Śliwa Stanley jest odmianą deserową. Jej owoce można jeść na surowo, dodawać do deserów, ciast, czy różnego typu potraw (np. do knedli). Owoce nadają się także na przetwory, zwłaszcza na dżemy, marmolady, czy kompoty. Śliwki można też mrozić lub suszyć.
Uprawa
Śliwa Stanley dobrze czuje się na ciepłym i słonecznym stanowisku, akceptuje też półcień. Odpowiednia dla niej jest gleba żyzna, próchnicza, umiarkowanie wilgotna. Przed posadzeniem drzewka, warto glebę przygotować, przekopać i odchwaścić, a gdy już drzewko pojawi się w gruncie, trzeba je obficie podlać.
Śliwa Stanley jest wrażliwa na mróz, więc przed warto zabezpieczać je przed zimą. Dodatkowo trzeba też wykonywać regularne cięcia, a pierwsze powinno się wykonać wiosną, nawet bezpośrednio po zakupie.

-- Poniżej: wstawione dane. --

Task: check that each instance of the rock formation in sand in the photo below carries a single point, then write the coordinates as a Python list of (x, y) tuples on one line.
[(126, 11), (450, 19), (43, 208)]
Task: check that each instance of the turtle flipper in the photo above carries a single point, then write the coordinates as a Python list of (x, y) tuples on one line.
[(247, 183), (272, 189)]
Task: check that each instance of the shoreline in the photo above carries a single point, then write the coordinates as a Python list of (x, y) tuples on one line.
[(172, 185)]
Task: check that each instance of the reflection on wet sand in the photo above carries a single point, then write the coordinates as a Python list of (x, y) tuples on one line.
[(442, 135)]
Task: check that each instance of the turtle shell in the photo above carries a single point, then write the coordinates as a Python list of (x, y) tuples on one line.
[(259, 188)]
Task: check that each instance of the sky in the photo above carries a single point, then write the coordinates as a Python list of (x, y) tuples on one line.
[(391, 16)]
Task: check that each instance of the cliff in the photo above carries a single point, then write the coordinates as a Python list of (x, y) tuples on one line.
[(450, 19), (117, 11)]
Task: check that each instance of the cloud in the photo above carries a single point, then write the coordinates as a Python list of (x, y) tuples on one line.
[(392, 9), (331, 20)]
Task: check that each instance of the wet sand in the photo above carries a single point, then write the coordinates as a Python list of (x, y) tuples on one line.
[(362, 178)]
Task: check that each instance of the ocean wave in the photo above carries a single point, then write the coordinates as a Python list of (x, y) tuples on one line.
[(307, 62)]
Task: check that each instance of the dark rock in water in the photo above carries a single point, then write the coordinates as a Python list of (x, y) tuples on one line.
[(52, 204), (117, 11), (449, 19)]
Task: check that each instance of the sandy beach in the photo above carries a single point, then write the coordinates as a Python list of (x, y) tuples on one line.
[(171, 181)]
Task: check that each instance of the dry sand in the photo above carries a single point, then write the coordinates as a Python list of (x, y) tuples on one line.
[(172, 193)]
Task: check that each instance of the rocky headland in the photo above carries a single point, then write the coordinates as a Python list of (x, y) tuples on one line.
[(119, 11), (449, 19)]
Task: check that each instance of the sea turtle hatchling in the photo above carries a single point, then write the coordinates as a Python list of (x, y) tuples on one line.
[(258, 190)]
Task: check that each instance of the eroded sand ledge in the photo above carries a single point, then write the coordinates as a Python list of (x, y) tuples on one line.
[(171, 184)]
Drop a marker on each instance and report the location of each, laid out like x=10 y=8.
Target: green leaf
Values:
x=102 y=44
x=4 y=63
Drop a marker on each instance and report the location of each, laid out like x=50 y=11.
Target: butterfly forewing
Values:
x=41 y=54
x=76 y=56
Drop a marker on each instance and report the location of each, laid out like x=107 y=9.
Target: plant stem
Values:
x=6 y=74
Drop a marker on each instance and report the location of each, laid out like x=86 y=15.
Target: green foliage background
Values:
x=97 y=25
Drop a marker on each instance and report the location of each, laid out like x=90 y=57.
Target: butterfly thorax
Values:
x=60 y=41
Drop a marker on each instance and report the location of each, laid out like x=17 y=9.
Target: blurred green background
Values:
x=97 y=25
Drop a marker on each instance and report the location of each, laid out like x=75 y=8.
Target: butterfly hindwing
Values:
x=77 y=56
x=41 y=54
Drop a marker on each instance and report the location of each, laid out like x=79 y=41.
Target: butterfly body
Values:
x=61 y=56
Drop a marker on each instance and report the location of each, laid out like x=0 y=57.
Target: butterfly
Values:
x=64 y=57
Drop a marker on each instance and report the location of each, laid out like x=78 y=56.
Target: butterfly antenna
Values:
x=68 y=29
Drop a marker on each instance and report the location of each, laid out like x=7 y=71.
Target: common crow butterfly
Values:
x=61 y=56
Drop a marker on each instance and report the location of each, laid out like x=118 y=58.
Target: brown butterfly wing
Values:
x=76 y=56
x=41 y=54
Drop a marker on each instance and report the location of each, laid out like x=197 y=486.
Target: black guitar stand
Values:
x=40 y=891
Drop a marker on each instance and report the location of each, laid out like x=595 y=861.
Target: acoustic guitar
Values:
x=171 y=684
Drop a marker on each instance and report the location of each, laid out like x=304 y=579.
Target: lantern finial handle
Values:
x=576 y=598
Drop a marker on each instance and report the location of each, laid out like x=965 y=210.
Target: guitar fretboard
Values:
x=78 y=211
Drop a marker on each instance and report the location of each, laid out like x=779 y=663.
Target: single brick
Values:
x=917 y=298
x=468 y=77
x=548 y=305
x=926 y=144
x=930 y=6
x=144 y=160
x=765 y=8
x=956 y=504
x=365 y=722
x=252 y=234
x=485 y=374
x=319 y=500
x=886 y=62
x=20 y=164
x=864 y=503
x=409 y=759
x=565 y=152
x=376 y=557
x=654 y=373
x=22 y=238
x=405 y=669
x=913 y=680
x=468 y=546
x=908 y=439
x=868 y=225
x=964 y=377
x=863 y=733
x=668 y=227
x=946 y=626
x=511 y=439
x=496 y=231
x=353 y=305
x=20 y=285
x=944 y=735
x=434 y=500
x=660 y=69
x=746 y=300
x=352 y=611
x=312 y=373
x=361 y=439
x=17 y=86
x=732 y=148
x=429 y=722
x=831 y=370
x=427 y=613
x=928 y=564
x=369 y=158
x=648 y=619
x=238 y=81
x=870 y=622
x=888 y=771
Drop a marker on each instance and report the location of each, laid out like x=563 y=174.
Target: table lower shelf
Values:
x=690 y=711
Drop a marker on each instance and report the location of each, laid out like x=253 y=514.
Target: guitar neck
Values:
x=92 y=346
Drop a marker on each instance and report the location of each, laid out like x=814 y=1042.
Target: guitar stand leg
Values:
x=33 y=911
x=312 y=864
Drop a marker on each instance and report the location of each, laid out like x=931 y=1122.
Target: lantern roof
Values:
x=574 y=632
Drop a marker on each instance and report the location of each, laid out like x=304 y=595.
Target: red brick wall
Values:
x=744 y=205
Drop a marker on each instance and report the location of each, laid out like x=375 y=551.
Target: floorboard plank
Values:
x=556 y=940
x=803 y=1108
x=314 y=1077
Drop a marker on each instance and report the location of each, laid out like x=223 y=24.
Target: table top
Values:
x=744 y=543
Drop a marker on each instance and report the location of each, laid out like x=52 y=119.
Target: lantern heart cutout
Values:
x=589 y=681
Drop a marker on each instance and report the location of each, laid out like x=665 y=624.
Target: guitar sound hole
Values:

Jeśli sadzonka jest umieszczana w gruncie na jesieni, to z pierwszym cięciem należy poczekać do najbliższej wiosny. Wówczas drzewka bez rozgałęzień trzeba przyciąć na wysokości około 90 cm, a z tych bardzo rozgałęzionych trzeba usunąć nadmiar pędów i skrócić pozostałe gałęzie do 2/3.
Zapylacze
Śliwa Stanley jest samopłodna, więc nie potrzebuje w pobliżu innych odmian. Co więcej, sama stanowi świetny zapylacz dla innych odmian.